Et pourtant oui, c'est un message important. D'abord pour les filles : le monde vous est ouvert, n'écoutez pas ces disocurs qui vous renvoient à Vénus ; Mars et Jupiter et Saturne sont aussi à votre portée. J'avais 13 ans quand Valentina Terechkova a effectué ses tours de la Terre à bord de Vostok 6. Je n'étais pas vraiment une passionnée des vols spatiaux, mais je me rappelle encore combien cette première femme cosmonaute m'a remplie d'espoir et de fierté. Ce fut pour beaucoup de filles leur « conquête de l'espace » à elles, même si elles ne rêvaient pas forcément d'aller sur la lune. De même, la nomination de Dominique Leroy ouvre des possibles, y compris pour des jeunes filles qui rêvent d'autres engagements que dans les entreprises du BEL20.

Une autre facette de ce message, pour en revenir à un thème qui m'est cher, s'adresse aux médias tellement paresseux – si pas de mauvaise volonté – pour trouver des femmes expertes dans des domaines réputés « masculins ». Si j'insiste souvent sur cette absence de femmes, ce n'est pas parce que je pense qu'elles sont plus compétentes (mais pas moins non plus), ni qu'elles ont forcément des choses mirobolantes ou exceptionnelles à dire... mais parce que d'abord, elles seront peut-être un peu plus sensibles au vécu des femmes (peut-être : ce n'est pas gagné) et ensuite parce que là encore, elles ouvriront des possibles. Une enquête française récente conclut que malgré leurs avancées dans le monde du travail, « la palette des métiers exercés par les femmes est beaucoup plus réduite que celle des hommes ».Et on ne parle pas là forcément de postes de pouvoir.
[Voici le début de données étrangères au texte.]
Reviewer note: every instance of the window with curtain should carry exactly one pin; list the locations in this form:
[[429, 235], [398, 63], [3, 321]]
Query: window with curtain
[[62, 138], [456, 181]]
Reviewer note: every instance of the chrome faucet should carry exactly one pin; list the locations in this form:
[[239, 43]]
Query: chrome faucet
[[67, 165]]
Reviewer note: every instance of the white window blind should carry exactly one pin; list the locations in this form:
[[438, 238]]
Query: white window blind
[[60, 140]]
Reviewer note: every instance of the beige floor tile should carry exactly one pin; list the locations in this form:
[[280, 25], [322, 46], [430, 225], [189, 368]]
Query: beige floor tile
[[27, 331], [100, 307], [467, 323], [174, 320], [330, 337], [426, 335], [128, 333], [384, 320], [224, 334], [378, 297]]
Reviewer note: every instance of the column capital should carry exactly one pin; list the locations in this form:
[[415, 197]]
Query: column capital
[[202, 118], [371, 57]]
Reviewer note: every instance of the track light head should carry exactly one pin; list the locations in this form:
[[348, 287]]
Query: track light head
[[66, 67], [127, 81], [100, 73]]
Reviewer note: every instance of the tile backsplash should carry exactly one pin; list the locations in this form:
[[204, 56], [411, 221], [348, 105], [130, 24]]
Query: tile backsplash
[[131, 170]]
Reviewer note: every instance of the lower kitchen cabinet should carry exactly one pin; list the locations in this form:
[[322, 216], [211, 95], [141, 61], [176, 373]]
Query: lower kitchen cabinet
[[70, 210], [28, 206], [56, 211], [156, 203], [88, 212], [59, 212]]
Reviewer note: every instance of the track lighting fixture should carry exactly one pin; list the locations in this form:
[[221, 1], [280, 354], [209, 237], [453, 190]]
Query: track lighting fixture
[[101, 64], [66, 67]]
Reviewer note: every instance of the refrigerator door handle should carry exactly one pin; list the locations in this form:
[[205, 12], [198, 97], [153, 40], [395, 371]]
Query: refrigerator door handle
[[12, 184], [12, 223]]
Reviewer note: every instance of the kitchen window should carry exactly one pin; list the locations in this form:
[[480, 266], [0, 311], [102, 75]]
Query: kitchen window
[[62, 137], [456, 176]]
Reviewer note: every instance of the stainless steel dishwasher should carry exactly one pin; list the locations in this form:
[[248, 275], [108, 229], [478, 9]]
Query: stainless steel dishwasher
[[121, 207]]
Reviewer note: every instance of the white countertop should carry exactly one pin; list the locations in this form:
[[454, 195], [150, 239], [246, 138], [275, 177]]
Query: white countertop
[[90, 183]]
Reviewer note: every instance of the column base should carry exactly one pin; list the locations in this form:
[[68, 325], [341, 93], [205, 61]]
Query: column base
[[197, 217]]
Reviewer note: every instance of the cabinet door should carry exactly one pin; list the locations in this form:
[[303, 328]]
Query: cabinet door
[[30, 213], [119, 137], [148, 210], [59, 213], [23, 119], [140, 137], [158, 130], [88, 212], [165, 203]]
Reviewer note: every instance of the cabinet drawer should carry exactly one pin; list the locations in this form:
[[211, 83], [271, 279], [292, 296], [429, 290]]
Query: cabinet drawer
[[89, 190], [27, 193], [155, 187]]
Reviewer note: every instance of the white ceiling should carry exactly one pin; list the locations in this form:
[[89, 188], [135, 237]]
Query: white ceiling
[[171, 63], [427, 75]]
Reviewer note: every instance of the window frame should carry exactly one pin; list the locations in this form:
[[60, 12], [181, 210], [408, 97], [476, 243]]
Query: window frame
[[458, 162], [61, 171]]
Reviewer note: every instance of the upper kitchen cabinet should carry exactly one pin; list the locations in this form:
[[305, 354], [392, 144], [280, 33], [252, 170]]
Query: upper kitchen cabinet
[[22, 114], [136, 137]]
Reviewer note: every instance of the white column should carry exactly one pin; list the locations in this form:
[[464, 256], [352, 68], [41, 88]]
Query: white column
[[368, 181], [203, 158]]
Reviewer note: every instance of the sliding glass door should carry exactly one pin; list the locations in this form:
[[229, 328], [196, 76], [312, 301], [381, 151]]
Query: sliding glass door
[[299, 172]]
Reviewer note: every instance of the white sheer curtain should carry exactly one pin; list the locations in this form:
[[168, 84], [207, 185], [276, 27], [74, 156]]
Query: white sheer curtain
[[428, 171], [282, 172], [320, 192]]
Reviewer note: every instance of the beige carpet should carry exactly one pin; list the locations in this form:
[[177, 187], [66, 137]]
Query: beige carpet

Une société qui ne cesse de se vanter de « mixité » (contrairement aux autres, n'est-ce pas...) se doit de l'appliquer d'abord à elle-même. Les femmes ne sont ni « meilleures » ni « plus humaines », elles forment tout simplement la moitié de la population. Un jour, nous aurons une femme première ministre. Je me permettrai de m'en réjouir, de la féliciter... Cela ne m'empêchera, le cas échéant, de combattre sa politique.

 

N.B. Pour ce qui est du « non féminisme » de Mme Leroy, je me permettrai de paraphraser Françoise Collin pour qui « toute oeuvre de femme est féministe » - bien que beaucoup d'artistes femmes refusent cette "étiquette", parfois avec véhémence. De même, on pourrait dire que toute réussite de femme est féministe. Et on pourrait gentiment dire à Mme Leroy que sans le mouvement féministe, elle n'aurait jamais atteint son poste, quels que soient ses mérites personnels.